1991 Cameronbridge 27 Year Old “Old Particular” Single Refill Sherry Butt Cask Strength Single Grain at K&L California – Scotch Whisky News

Scotch Season Starts with a Bang:
Mature Sherry Cask at a Remarkable Price

1991 Cameronbridge 27 Year Old “Old Particular” Single Refill Sherry Butt Cask Strength Single Grain Scotch Whisky (750ml) ($79.99)

We’ve said it before, but it is well worth stating again, the best values in terms of Scotch are the aged single grains we are bringing in directly from the region’s top distillers. King among them is Cameronbridge, one of the largest producers in Scotland. The 27 Year Old “Old Particular” featured here is among the more intriguing and irresistible single grains we’ve encountered. Aged in a Sherry cask, it is delightfully complex, offering up subtle tones of citrus, Christmas spice, and a pleasant creamy texture. Similar bottlings we’ve seen cost upwards of $200, making the value here incontestable. Aged single grain expressions like this one are increasingly capturing the attention of collectors, as they deliver a classic Scotch profile while costing a fraction of the price of their single malt counterparts. We’ve had some incredible single grain finds over the years, but this one might be the best yet. This would be an excellent addition to any Scotch collector’s arsenal. We can’t think of a better conclusion to a holiday meal than this satisfying dram from Cameronbridge, and with an age statement like this, it’s an impressive gift as well.

1991 Cameronbridge 27 Year Old “Old Particular” Single Refill Sherry Butt Cask Strength Single Grain Scotch Whisky (750ml) ($79.99)

The Cameronbridge Grain Distillery is one of the largest alcohol producing facilities in Scotland. The site has been active since 1824, when the Haig Distillery opened. Just six years later, it would install the first “patent” column still and begin producing grain whisky. This was the beginning of a revolution that made Scotch the world’s bestselling whisky. The distillery has produced a significant quantity of the world’s Scotch whisky since its expansion in the 1960s. After a third column still was added from the closed Carsebridge distillery in 1984 and renovations in the ’90s, it was able to produce upwards of 140 million liters of spirit per year.
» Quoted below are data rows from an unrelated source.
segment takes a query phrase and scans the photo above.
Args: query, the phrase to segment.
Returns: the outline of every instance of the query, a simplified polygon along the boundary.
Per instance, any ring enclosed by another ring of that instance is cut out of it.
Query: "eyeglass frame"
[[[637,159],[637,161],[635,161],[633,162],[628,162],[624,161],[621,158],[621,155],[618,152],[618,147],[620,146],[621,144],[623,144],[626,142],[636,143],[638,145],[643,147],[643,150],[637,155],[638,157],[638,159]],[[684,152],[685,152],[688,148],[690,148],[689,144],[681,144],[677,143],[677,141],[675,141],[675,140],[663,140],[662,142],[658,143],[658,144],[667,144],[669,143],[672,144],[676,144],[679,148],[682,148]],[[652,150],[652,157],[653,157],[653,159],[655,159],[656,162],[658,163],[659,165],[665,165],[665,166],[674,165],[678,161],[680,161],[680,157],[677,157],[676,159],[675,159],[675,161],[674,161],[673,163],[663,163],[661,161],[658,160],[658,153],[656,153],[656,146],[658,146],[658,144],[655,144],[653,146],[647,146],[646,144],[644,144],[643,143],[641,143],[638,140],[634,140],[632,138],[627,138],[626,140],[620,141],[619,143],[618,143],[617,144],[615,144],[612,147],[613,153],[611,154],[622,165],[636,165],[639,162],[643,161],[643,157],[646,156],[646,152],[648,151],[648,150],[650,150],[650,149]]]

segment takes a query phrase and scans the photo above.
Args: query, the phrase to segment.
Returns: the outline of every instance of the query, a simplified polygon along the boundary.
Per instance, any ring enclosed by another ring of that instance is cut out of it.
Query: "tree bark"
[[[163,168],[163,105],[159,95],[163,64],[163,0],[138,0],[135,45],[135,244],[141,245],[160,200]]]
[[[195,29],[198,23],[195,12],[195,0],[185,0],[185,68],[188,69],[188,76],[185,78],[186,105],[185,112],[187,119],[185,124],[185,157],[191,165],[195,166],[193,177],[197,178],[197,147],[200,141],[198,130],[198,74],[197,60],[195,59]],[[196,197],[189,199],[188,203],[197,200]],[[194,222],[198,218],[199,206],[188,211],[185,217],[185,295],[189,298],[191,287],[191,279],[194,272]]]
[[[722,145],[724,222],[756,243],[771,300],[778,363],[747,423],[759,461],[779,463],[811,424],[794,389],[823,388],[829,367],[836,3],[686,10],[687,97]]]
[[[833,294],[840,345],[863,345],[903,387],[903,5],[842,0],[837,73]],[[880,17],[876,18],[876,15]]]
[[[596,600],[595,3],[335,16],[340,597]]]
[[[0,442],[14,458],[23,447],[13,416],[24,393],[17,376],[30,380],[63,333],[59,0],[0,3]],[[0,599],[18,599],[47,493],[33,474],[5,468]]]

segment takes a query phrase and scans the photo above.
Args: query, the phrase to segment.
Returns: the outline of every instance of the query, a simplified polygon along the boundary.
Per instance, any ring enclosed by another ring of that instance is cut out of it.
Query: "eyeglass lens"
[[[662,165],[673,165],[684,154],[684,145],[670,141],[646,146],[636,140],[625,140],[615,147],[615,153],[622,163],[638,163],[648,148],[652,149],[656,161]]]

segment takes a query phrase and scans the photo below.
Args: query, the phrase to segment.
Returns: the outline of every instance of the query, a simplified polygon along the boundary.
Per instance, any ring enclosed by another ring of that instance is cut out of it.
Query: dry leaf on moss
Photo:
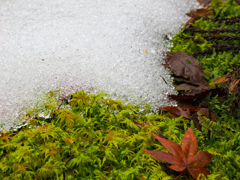
[[[174,171],[181,172],[188,169],[189,173],[195,179],[197,179],[201,173],[205,176],[210,174],[209,170],[204,167],[210,163],[214,155],[206,151],[197,152],[198,142],[191,128],[188,128],[183,136],[181,146],[170,140],[158,137],[154,133],[152,134],[169,153],[143,149],[145,152],[151,154],[160,161],[172,164],[169,168]]]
We know a grain spirit is more a function of quality of the cask and time rather than the actual character of the spirit, so this rare refill sherry butt was immediately intriguing. This is the very first single grain we’ve ever bottled coming out of a proper sherry butt. We’ve seen other bottlers sell similar casks for more than $200. While it’s not impregnated with intense sherry like a first or second fill would be, it definitely has much more cask influence than most single grains we’ve bottled at this age. The theme here is sweet grain, creamy fruit, toasted spice and complex citrus peel. Creamy, spicy, complex and satisfying, there’s no reason this nearly 30-year-old whisky should be so inexpensive. We’ve had plenty of great old grain, but never has one been so good and cost so little.

Andrew Whiteley | K&L Staff Member | Review Date: November 19, 2019

Single grain whisky occupies a fascinating spot in the drinking world. Rarely though about, often entirely unknown, yet utterly delicious and hugely appreciated by those in the know. Typically grain whisky is just regarded as the bulking agent in blended Scotch to stretch the flavorful malt farther. The grain for this purpose rarely reaches age statements that excite anyone. Young grain, while indeed quite tasty (think Nikka Coffey Grain), isn’t typically super compelling. When a cask reaches a ripe old age that could be talked about in decades, something magical happens. The soft grain starts to show cream and fruit notes. It develops tons of complexity in its own right. Add to that a well-matched cask, and you’ve got a cheap but wonderful whisky. This sherry butt—a rarity in the grain world—is the perfect partner for this 27 year old Cameronbridge. A first or second fill cask would frankly be too overpowering for the more subtle grain, this refill barrel complements the whisky perfectly. It adds just enough spicy kick and dried fruits to take this grain from merely tasty to exquisite. Pepper hits upfront, and cinnamon mingles in the finish. In this dram, cream envelopes singed orange peel and sultanas while caramel and vanilla abound. Similar casks hover around $200 bucks per bottle. Once again, there is simply no contest when compared with K&L’s ability to offer whisky direct from Scotland.

Alex Schroeder | K&L Staff Member | Review Date: November 19, 2019

It’s hard to argue with a deal like this. This has the kind of complexity and richness only whisky that has spent two and a half decades in a refill sherry butt can provide. On the nose, you’ll find cracked wheat, banana flambé, and even hints of tangerine fruitiness. The palate is creamy with soft toasty oak underlying a rich honey and fruit melange. The finish is long and lasting with fruits and toast. This is FULL flavored, complex, and utterly smooth.